ATIs also inflame existing chronic conditions, including multiple sclerosis, asthma, rheumatoid arthritis, non-alcohol fatty liver disease, lupus, and inflammatory bowel disease.
ATIs lead to the development of gluten sensitivity.
Research is not entirely clear on how much of a role ATIs play in inflammation compared to gluten. Also, previous research shows that people react to several different types of gluten, as well as lectins and agglutinin. Alpha gliadin, the compound the word "gluten" refers to, is only one of many proteins in wheat that can cause symptoms associated with inflammation and autoimmunity.
Understanding wheat sensitivity
Celiac disease, an autoimmune condition, was once the only recognized immune reaction to wheat. Celiac disease affects a small percent of the population and diagnosis is medically invasive.

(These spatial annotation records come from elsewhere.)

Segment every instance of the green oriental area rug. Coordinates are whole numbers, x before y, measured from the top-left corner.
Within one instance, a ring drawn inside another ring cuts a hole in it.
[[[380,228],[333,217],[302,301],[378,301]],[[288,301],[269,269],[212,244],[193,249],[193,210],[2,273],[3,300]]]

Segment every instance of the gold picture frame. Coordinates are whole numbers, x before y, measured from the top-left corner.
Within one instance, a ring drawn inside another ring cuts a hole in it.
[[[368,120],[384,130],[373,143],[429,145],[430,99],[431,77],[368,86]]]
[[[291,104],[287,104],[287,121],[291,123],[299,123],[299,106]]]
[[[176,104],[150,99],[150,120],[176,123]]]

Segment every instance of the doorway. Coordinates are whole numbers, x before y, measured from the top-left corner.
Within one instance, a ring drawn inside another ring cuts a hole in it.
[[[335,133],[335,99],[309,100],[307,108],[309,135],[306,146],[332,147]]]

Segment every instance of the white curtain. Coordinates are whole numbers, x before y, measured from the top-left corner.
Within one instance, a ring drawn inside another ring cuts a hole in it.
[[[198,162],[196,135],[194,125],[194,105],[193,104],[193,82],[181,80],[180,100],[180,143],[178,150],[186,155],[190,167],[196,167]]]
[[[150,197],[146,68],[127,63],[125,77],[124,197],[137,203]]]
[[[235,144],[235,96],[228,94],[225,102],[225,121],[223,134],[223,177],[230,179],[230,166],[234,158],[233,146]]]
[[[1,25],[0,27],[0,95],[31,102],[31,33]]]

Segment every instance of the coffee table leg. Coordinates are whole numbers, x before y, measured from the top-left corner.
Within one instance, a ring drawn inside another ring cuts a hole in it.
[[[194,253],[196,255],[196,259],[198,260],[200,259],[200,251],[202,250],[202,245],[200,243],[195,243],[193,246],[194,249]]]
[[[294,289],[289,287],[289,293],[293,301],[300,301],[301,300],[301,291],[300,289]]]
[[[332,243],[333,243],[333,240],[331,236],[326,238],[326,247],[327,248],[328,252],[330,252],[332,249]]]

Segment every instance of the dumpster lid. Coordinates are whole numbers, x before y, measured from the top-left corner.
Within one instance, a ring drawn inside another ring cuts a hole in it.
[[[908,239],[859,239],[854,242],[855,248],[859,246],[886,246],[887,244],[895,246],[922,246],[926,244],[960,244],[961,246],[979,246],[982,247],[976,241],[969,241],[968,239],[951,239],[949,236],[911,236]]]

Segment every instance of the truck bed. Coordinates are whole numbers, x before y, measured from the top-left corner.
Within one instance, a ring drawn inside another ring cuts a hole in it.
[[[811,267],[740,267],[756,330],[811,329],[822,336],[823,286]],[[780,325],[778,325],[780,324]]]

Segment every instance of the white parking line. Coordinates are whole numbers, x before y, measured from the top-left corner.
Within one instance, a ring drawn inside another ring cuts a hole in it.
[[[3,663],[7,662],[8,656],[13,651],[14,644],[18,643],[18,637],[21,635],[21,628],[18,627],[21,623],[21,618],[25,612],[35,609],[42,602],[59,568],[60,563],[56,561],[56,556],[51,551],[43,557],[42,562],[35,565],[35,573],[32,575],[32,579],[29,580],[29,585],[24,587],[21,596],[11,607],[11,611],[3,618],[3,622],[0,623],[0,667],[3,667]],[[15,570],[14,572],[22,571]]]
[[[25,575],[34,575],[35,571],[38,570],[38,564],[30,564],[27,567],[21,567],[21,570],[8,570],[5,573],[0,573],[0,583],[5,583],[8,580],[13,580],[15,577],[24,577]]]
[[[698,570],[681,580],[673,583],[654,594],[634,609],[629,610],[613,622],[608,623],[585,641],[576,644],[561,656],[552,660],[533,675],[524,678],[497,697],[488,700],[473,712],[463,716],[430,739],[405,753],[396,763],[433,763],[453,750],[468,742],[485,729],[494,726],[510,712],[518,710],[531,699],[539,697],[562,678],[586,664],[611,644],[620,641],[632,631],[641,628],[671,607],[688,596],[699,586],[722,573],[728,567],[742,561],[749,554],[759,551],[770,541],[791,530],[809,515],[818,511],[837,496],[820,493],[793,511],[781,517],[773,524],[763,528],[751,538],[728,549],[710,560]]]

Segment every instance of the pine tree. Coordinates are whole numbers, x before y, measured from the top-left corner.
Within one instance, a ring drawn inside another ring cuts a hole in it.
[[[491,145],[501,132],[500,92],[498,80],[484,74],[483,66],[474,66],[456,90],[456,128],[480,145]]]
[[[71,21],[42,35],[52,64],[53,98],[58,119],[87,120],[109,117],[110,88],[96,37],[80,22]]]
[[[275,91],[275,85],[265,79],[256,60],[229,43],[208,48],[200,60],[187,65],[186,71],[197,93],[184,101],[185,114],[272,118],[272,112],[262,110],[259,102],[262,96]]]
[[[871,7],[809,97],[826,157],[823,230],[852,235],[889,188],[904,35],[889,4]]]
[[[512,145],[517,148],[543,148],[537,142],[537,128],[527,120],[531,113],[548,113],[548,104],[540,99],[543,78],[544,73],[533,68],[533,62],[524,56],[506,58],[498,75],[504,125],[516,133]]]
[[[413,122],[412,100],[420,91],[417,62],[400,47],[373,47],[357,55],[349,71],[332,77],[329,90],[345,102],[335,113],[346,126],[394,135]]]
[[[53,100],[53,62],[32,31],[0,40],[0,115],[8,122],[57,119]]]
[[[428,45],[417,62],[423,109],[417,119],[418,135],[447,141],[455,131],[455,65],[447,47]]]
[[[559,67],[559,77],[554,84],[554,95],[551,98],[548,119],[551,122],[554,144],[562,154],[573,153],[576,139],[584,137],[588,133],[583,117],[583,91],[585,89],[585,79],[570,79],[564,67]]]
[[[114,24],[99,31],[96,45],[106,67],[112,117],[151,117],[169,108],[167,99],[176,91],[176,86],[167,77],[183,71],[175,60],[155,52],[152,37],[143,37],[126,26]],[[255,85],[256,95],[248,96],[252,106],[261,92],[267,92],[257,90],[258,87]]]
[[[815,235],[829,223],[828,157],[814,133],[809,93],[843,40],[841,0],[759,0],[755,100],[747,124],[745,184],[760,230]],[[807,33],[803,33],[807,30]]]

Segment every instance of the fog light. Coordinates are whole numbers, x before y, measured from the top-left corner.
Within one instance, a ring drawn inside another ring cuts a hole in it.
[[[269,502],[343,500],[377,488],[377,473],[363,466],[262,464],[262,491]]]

However, in the face of increasing scientific evidence and clinical outcomes, mainstream medicine is beginning to accept non-celiac gluten sensitivity. The sheer numbers of people who feel and function better on a gluten-free diet has made gluten sensitivity impossible to deny.
Gluten reactions common in brain
Most people think of gluten sensitivity as just affecting the gut. However, it causes symptoms headaches, joint pain, eczema, brain fog, and a number of dysfunctions in the brain and nervous system. In fact, the tissues most affected by gluten sensitivity is brain and nerve tissue.
Research on wheat sensitivity continues
Research continues on why wheat is inflammatory for so many people. The more we learn, the better testing will be so that we can diagnose more people who might come up with negative results on a standard gluten sensitivity test.
Either way, if you react to gluten, it is the best to go strictly gluten-free not only so you feel better, but also so you lower your risk of triggering or exacerbating a chronic inflammatory disease.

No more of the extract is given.